A new wave of roadside bomb attacks in Iraq claimed four more American lives during the weekend. Among the dead was a West Valley City man who was on his second tour of duty in the war-torn nation.
    Brandon A. Parr was a member of a military police company whose duties included training Iraqi police to take control of a central Baghdad neighborhood.
    The 25-year-old husband and father was killed in the Iraqi capital city along with two other soldiers Saturday in a roadside bomb attack. A separate attack in Tikrit claimed a fourth American life Sunday.
    Parr's family members were huddled Monday in their West Valley City home. Army officials said the family, who requested privacy as they mourn, was focused on reliving their fondest memories of Parr.
    In a statement, Parr's wife, Shannah, said her husband "loved life and family. . .

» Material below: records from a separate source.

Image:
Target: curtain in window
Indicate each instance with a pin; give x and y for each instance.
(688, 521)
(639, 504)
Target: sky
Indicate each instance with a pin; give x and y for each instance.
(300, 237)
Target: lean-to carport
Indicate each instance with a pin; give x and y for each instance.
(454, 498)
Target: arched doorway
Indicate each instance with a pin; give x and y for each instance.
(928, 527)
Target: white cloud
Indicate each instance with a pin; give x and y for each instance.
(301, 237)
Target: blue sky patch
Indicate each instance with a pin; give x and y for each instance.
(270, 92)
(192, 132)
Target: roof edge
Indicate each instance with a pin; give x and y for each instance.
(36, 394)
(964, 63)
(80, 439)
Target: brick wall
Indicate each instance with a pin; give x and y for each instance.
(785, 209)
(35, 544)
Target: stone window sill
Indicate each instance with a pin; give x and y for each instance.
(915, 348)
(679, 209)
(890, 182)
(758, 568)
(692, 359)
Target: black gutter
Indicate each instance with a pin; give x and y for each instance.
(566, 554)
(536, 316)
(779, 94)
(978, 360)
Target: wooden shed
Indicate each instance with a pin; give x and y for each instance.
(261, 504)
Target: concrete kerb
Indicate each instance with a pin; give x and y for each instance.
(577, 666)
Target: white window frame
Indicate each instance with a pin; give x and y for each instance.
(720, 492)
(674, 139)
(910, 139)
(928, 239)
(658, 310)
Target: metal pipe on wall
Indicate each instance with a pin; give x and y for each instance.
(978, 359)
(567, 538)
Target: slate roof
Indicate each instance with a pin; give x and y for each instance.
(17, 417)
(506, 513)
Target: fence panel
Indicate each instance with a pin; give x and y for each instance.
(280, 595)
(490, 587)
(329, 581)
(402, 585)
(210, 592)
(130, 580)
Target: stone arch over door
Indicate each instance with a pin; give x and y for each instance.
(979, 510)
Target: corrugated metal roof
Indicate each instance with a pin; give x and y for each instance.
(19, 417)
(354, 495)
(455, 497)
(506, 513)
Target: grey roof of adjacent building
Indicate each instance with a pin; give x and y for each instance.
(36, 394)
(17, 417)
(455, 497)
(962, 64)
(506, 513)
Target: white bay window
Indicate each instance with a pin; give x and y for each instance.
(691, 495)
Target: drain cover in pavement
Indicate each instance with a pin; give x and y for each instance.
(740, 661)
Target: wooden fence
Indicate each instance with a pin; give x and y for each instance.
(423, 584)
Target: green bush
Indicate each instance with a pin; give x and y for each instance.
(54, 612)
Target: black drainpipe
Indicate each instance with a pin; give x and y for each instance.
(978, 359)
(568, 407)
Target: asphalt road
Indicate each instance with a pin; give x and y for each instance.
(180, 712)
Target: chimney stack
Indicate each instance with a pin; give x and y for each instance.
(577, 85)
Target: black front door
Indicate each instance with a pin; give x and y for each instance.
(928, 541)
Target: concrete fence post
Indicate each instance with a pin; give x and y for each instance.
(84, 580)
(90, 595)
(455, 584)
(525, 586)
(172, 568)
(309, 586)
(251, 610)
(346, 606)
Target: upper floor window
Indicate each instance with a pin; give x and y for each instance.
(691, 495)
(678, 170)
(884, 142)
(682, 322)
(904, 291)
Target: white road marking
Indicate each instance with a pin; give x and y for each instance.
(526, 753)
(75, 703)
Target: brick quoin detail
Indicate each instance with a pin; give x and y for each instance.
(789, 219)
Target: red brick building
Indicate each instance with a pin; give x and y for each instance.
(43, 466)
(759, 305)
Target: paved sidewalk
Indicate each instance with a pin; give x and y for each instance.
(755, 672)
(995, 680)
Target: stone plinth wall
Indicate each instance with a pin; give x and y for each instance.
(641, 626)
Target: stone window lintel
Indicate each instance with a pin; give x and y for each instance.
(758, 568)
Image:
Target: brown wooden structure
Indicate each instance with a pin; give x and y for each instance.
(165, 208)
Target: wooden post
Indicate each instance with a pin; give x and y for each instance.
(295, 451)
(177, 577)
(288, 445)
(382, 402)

    "He was very funny, he made everyone feel good," she said. "He was the greatest husband and father."
    Brandon Parr was born in California's Central Valley but grew up in San Luis Obispo, about midway between Los Angeles and San Francisco on the state's Pacific Coast Highway.
    He met his wife - at a Salt Lake City dance club - not long after moving to Utah with his mother and stepfather. The couple married in 2001 after a six-month courtship.
    He joined the Army in 2003, about the same time Shannah gave birth to a son, Nicholas.
    "He felt it was something he had to do," Shannah Parr said.
    Shannah and Nicholas lived with Brandon Parr in Germany, where he was stationed with a military police brigade, but they returned to Utah during his Iraq deployments.
    His first tour, also in Baghdad, stretched between the summers of 2004 and 2005, a period of time during which insurgents' use of improvised explosive devices, also known as IEDs, jumped dramatically.
    Parr was the fifth service member from Utah to be killed in Iraq this year, according to a count by The Salt Lake Tribune. Four Utah service members were killed in Iraq in all of 2006.
    Eight of the past nine Utahns to die in Iraq were killed by IEDs, which have claimed more than 1,200 lives since the start of the war, according to Department of Defense records.
    With 70 deaths attributed to IEDs, December was the worst month so far for troops encountering the makeshift bombs, which Army officials believe were first employed by Baathist guerillas.
    The bombs, which have grown increasingly sophisticated, are now employed by Sunni insurgents and Shiite militants alike.
    While January and February saw a significant drop in the number of IED attacks, eight of 11 fatal incidents in Iraq so far this month have been caused by IEDs.
    Funeral plans for Parr, who was posthumously promoted to sergeant, have not been finalized.